Salah satu teknik yang efektif adalah menyiapkan selembar kertas kecil di samping buku. Setiap kali ada pikiran yang muncul dan menarik perhatian, misalnya tiba-tiba teringat harus membalas pesan atau ingin mencari sesuatu di internet, tuliskan di kertas itu. Jangan direspon sekarang. Tulis saja sebagai pengingat, lalu kembalikan fokus ke materi.
Teknik ini bekerja karena ia mengakui bahwa pikiran itu ada tanpa membiarkannya mengambil alih. Otak tidak perlu “khawatir” bahwa hal itu akan terlupakan karena sudah tercatat, sehingga lebih mudah untuk kembali ke tugas utama.
Ketika kamu berhasil mengenali bahwa pikiran sedang melayang dan kemudian secara sadar memilih untuk kembali fokus, itu sendiri adalah latihan yang membangun kapasitas konsentrasi.

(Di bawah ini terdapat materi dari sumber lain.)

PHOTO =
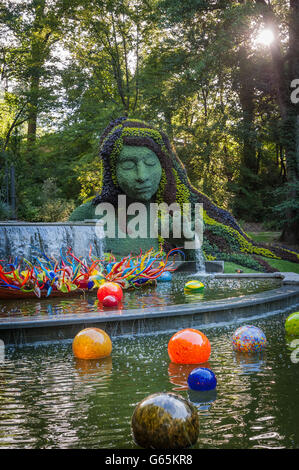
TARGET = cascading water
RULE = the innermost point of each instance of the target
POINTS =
(25, 240)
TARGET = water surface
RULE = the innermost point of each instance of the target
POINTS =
(48, 399)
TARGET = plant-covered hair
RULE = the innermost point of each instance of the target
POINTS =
(174, 187)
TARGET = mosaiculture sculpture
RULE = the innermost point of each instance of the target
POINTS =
(138, 162)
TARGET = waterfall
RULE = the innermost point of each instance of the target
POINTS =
(24, 239)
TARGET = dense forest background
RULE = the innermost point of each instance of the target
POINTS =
(220, 77)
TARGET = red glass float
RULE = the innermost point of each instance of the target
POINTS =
(110, 288)
(189, 346)
(110, 301)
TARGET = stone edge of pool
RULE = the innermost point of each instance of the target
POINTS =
(161, 319)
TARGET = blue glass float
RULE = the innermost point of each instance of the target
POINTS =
(202, 379)
(292, 324)
(249, 338)
(165, 277)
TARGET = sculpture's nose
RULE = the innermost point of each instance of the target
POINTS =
(142, 173)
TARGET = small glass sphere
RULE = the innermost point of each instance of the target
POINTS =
(249, 338)
(189, 346)
(202, 379)
(92, 343)
(165, 421)
(110, 288)
(292, 324)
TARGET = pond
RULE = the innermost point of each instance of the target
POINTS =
(163, 295)
(49, 399)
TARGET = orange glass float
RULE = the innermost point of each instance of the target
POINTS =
(189, 346)
(110, 288)
(92, 343)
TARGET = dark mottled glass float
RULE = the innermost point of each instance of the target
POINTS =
(165, 421)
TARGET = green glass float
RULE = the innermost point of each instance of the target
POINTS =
(292, 324)
(193, 286)
(165, 421)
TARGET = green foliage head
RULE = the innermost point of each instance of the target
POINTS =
(137, 160)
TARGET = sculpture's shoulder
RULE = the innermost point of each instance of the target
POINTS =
(85, 211)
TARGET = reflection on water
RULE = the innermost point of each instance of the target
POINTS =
(202, 400)
(48, 399)
(162, 295)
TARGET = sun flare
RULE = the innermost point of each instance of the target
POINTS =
(265, 37)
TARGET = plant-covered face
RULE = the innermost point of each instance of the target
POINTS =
(138, 172)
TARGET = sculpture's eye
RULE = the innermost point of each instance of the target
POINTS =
(127, 165)
(150, 161)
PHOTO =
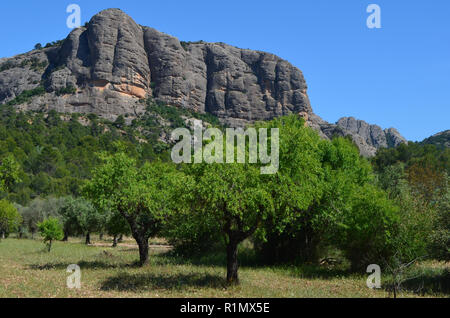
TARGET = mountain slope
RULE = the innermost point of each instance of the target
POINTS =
(108, 66)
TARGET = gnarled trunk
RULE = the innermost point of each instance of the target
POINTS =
(232, 263)
(143, 251)
(88, 238)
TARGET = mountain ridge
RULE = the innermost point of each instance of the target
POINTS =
(109, 65)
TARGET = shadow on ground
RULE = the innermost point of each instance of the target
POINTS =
(83, 265)
(429, 283)
(137, 282)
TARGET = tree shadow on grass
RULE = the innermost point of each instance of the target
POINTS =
(83, 265)
(429, 283)
(140, 282)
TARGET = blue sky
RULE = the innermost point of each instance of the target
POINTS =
(397, 76)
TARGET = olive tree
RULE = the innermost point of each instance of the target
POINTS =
(9, 172)
(10, 218)
(142, 195)
(235, 197)
(50, 230)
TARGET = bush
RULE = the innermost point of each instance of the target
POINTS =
(10, 218)
(50, 231)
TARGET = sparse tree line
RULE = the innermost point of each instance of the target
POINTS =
(325, 196)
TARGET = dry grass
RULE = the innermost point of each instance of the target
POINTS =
(27, 270)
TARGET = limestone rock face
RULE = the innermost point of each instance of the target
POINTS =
(109, 65)
(113, 62)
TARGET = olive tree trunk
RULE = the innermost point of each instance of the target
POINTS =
(88, 238)
(232, 263)
(115, 241)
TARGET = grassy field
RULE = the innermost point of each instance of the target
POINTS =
(27, 270)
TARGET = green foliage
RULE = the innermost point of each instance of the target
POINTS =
(80, 217)
(10, 218)
(50, 230)
(57, 152)
(143, 195)
(39, 210)
(440, 238)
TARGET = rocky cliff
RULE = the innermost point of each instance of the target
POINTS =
(110, 64)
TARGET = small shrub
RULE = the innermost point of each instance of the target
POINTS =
(50, 231)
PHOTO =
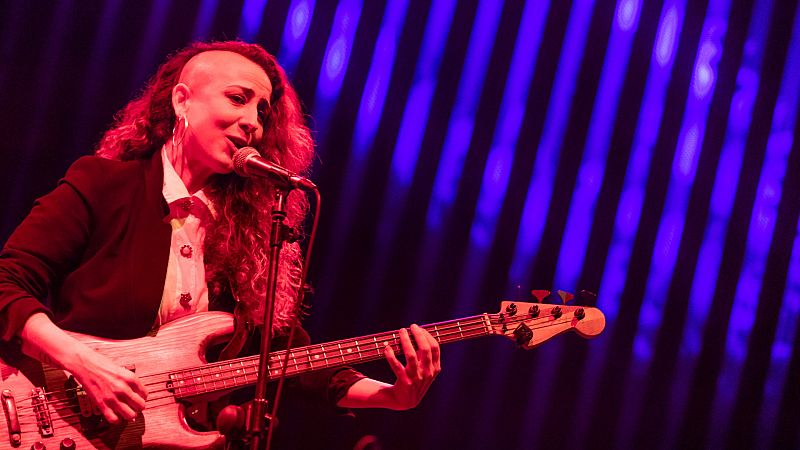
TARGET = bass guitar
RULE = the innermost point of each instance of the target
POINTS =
(43, 407)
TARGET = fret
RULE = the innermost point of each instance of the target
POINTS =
(324, 355)
(341, 353)
(296, 367)
(233, 373)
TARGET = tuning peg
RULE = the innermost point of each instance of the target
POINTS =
(511, 309)
(540, 295)
(565, 296)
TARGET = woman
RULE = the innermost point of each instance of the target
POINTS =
(156, 227)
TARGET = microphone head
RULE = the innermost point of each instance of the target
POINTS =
(240, 158)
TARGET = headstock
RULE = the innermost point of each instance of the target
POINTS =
(530, 324)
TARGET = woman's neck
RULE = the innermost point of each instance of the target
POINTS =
(186, 169)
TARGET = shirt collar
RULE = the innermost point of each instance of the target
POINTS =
(173, 188)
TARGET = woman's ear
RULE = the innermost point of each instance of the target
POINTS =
(180, 95)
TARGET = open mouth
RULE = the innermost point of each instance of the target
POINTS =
(237, 142)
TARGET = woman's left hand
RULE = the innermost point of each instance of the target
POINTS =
(421, 368)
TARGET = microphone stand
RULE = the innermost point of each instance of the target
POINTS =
(257, 417)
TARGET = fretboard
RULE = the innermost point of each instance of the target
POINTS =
(242, 372)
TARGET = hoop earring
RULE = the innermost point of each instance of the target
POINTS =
(182, 132)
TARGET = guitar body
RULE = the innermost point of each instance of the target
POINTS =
(177, 345)
(43, 404)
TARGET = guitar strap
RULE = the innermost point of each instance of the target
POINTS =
(242, 330)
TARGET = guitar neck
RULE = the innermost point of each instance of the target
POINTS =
(236, 373)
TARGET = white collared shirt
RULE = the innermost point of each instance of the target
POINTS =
(185, 288)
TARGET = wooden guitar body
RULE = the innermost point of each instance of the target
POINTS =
(178, 345)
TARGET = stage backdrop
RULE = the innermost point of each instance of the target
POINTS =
(470, 151)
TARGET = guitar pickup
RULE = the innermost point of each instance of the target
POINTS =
(12, 418)
(523, 334)
(41, 410)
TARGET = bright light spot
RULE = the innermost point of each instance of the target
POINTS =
(665, 43)
(627, 13)
(300, 17)
(335, 61)
(686, 159)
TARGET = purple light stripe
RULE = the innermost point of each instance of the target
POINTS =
(759, 239)
(501, 154)
(369, 116)
(462, 119)
(205, 17)
(454, 150)
(156, 24)
(407, 147)
(497, 169)
(781, 351)
(722, 199)
(670, 230)
(540, 189)
(334, 64)
(415, 114)
(295, 32)
(630, 204)
(252, 16)
(93, 82)
(570, 260)
(590, 174)
(43, 93)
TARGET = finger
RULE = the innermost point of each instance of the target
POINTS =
(408, 352)
(423, 350)
(125, 412)
(132, 398)
(110, 416)
(137, 387)
(436, 354)
(394, 363)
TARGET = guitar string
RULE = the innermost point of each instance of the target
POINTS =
(233, 376)
(277, 358)
(459, 329)
(215, 388)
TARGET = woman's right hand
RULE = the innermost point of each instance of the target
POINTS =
(116, 392)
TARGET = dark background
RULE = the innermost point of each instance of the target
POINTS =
(695, 353)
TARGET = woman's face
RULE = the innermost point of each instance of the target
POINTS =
(225, 98)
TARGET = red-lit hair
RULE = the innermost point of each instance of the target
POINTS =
(236, 246)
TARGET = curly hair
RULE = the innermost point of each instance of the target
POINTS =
(236, 246)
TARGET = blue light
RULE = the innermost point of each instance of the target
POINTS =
(334, 63)
(252, 15)
(721, 205)
(295, 31)
(202, 24)
(337, 53)
(369, 115)
(781, 351)
(462, 119)
(628, 14)
(667, 33)
(408, 145)
(673, 216)
(628, 213)
(537, 200)
(300, 17)
(590, 174)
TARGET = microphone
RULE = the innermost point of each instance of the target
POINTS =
(247, 162)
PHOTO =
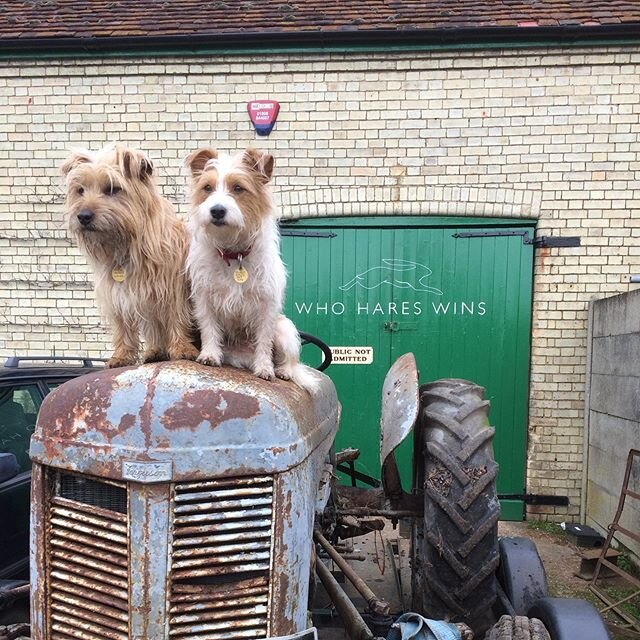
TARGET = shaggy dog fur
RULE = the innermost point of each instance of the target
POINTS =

Lakukan ini cukup sering dan kemampuan itu akan menguat.
Setelah Sesi Selesai, Ini yang Perlu Dicatat
Banyak orang melewatkan langkah ini, padahal ini yang membuat sesi-sesi berikutnya semakin efektif. Setelah sesi selesai, luangkan dua hingga tiga menit untuk mencatat beberapa hal:
- Berapa lama sesi berlangsung dan apakah target awal tercapai
- Apa yang paling mengganggu fokus selama sesi (orang, bunyi, pikiran, atau HP)

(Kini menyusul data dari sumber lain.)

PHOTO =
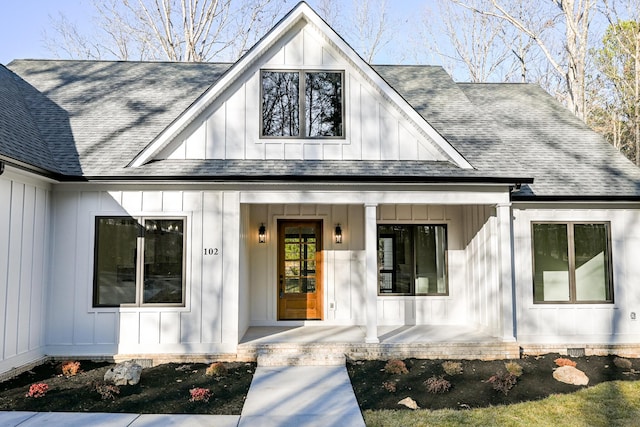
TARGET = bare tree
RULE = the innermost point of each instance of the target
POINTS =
(365, 24)
(175, 30)
(570, 63)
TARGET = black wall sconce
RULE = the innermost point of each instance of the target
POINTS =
(338, 234)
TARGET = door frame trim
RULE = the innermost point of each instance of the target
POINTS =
(322, 294)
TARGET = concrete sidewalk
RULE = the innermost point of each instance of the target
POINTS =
(306, 396)
(300, 396)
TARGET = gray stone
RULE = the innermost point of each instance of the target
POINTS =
(125, 373)
(570, 375)
(409, 403)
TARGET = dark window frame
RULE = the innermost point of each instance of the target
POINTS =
(413, 255)
(138, 273)
(571, 262)
(302, 108)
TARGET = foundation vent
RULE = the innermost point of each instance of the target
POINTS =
(575, 352)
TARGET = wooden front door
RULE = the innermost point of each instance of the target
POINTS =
(300, 270)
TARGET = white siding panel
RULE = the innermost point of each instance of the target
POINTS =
(5, 249)
(152, 201)
(254, 148)
(312, 48)
(180, 152)
(60, 322)
(312, 152)
(295, 152)
(171, 202)
(191, 321)
(83, 326)
(132, 201)
(328, 59)
(294, 50)
(370, 127)
(196, 143)
(332, 151)
(149, 327)
(236, 125)
(274, 151)
(106, 324)
(216, 134)
(211, 271)
(39, 268)
(13, 273)
(352, 150)
(169, 328)
(26, 260)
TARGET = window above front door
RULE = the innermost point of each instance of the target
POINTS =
(302, 104)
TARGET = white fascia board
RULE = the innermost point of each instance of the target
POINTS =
(301, 12)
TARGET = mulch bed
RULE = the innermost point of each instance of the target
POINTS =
(163, 389)
(471, 388)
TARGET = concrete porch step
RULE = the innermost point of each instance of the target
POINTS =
(306, 352)
(301, 359)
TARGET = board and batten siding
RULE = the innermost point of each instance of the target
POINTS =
(25, 204)
(375, 128)
(580, 324)
(469, 229)
(75, 327)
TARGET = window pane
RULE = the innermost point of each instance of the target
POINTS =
(430, 260)
(115, 269)
(551, 262)
(592, 267)
(163, 262)
(396, 238)
(280, 104)
(323, 104)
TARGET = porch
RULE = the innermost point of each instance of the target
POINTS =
(417, 341)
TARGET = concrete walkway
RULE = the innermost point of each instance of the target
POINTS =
(304, 396)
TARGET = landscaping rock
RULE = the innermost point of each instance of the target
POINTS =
(409, 403)
(570, 375)
(125, 373)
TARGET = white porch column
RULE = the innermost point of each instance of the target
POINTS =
(503, 214)
(371, 276)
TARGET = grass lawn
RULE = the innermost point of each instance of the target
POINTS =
(615, 403)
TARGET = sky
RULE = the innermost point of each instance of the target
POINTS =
(23, 23)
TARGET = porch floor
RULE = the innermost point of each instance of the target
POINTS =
(423, 341)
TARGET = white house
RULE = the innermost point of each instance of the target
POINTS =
(178, 209)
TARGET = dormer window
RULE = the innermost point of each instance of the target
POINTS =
(314, 96)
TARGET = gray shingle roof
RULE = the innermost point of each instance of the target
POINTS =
(20, 137)
(557, 149)
(96, 116)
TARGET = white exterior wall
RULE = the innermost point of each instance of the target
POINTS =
(25, 204)
(580, 323)
(374, 128)
(483, 296)
(209, 321)
(471, 273)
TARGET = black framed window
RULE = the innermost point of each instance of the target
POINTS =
(572, 263)
(302, 104)
(412, 259)
(139, 261)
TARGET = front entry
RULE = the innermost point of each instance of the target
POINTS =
(300, 270)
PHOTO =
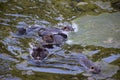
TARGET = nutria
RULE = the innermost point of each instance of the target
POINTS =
(39, 53)
(21, 31)
(89, 66)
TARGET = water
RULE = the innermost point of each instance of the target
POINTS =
(14, 50)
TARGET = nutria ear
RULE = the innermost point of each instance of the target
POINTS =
(40, 31)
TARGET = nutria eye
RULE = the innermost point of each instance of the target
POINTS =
(92, 67)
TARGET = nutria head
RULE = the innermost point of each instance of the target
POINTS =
(21, 31)
(39, 53)
(90, 66)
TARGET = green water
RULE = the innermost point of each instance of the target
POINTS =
(97, 37)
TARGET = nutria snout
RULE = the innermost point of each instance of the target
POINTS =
(39, 53)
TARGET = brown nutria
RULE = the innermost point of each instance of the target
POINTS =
(39, 53)
(89, 66)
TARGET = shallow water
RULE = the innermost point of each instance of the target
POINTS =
(63, 64)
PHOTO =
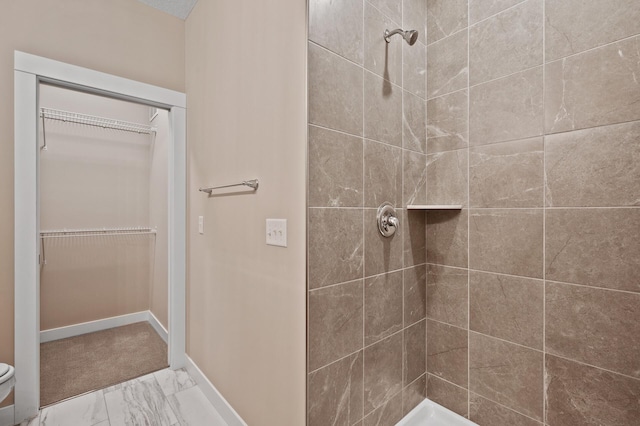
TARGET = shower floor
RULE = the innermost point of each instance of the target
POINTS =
(92, 361)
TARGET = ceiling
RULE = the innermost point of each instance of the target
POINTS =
(179, 8)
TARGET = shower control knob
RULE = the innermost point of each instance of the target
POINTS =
(388, 221)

- Bagian materi mana yang berhasil dipahami dengan baik
- Apa yang perlu diperbaiki di sesi berikutnya
Catatan ini tidak perlu panjang. Fungsinya adalah membantu kamu belajar dari setiap sesi dan secara bertahap memperbaiki kondisi belajar. Seiring waktu, kamu akan tahu jam berapa paling produktif, lingkungan seperti apa yang paling mendukung, dan jenis materi apa yang paling cocok untuk sesi deep work di waktumu yang terbaik.

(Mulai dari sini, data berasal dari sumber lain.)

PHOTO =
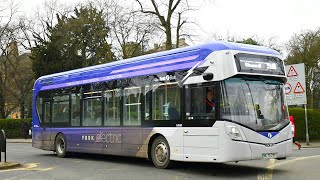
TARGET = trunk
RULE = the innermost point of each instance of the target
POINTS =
(168, 37)
(2, 107)
(22, 109)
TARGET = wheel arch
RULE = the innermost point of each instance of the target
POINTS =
(152, 138)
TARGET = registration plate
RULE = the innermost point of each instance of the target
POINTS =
(269, 155)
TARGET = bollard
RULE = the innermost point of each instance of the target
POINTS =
(3, 145)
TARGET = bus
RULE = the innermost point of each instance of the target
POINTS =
(156, 106)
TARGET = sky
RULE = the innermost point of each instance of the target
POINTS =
(261, 19)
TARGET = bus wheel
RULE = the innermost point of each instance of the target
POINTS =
(160, 153)
(61, 146)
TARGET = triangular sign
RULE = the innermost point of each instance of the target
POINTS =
(298, 88)
(292, 72)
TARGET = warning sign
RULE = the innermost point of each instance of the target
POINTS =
(295, 88)
(292, 72)
(288, 88)
(298, 88)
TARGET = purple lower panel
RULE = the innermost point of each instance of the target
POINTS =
(125, 141)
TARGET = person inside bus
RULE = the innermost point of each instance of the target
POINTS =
(209, 101)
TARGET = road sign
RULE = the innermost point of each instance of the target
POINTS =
(298, 88)
(292, 72)
(296, 84)
(288, 88)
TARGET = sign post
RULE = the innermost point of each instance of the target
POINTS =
(295, 89)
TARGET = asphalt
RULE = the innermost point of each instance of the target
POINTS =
(9, 165)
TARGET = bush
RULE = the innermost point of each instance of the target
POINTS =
(313, 123)
(13, 127)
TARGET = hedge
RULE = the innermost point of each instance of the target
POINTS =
(313, 123)
(13, 127)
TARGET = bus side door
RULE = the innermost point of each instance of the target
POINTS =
(200, 137)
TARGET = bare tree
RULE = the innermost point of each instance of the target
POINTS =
(131, 31)
(166, 11)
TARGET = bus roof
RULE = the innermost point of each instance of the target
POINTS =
(176, 59)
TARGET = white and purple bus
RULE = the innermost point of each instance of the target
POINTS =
(155, 106)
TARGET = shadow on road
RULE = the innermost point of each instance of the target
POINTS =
(238, 170)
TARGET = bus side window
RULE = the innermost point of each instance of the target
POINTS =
(132, 106)
(75, 109)
(92, 109)
(202, 102)
(60, 109)
(112, 107)
(166, 101)
(39, 108)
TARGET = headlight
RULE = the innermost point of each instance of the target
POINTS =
(233, 132)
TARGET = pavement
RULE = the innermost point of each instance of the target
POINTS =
(19, 140)
(312, 144)
(9, 165)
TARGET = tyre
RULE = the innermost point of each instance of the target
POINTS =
(61, 146)
(160, 153)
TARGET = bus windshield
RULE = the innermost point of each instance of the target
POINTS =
(254, 103)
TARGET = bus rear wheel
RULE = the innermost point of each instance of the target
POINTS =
(160, 153)
(61, 146)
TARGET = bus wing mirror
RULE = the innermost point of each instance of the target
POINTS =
(207, 76)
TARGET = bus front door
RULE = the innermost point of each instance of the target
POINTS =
(200, 137)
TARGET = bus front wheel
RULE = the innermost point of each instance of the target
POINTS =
(160, 153)
(61, 146)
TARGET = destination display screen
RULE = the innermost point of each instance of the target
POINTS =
(259, 64)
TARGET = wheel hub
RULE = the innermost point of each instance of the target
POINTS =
(161, 152)
(60, 146)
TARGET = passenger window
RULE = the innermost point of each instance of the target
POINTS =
(60, 111)
(202, 102)
(75, 106)
(39, 108)
(132, 106)
(47, 113)
(92, 112)
(166, 102)
(112, 107)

Deep Work Bukan Soal Belajar Lebih Keras, Tapi Belajar Lebih Dalam
Pada akhirnya, deep work bukan tentang memeras diri untuk belajar lebih lama atau lebih keras dari sebelumnya. Ini tentang memahami bahwa kualitas konsentrasi jauh lebih menentukan hasil belajar daripada kuantitas waktu yang dihabiskan.
Dua jam dengan fokus penuh hampir selalu menghasilkan pemahaman yang lebih kuat dibandingkan delapan jam belajar sambil terus-menerus terganggu. Ini bukan hiperbola. Ini adalah konsekuensi langsung dari bagaimana otak memproses dan menyimpan informasi.
Membangun kebiasaan deep work butuh waktu, dan awalnya akan terasa sulit. Itu wajar. Yang tidak wajar adalah terus menggunakan cara belajar yang sama dan berharap hasilnya berbeda. Mulai dari durasi kecil, konsisten, dan perbaiki sedikit demi sedikit. Kapasitas fokus akan tumbuh seiring latihan, dan pada titik tertentu, sesi belajar yang dulu terasa berat akan terasa jauh lebih alami.
Satu langkah konkret yang bisa dilakukan hari ini: pilih satu materi yang perlu dipahami, singkirkan semua distraksi selama 20 menit, dan lihat sendiri perbedaannya.
Referensi
- Newport, Cal. Deep Work: Rules for Focused Success in a Distracted World. Grand Central Publishing, 2016. (Terjemahan Indonesia: Deep Work: Kesungguhan Kerja, Elex Media Komputindo, 2020)
- Mark, Gloria. Attention Span: A Groundbreaking Way to Restore Balance, Happiness and Productivity. Hanover Square Press, 2023.
- Mark, G., Gudith, D., & Klocke, U. (2008). “The cost of interrupted work: more speed and stress.” Proceedings of the ACM CHI Conference on Human Factors in Computing Systems. https://dl.acm.org/doi/10.1145/1357054.1357072
- Newport, Cal. So Good They Can’t Ignore You. Business Plus, 2012.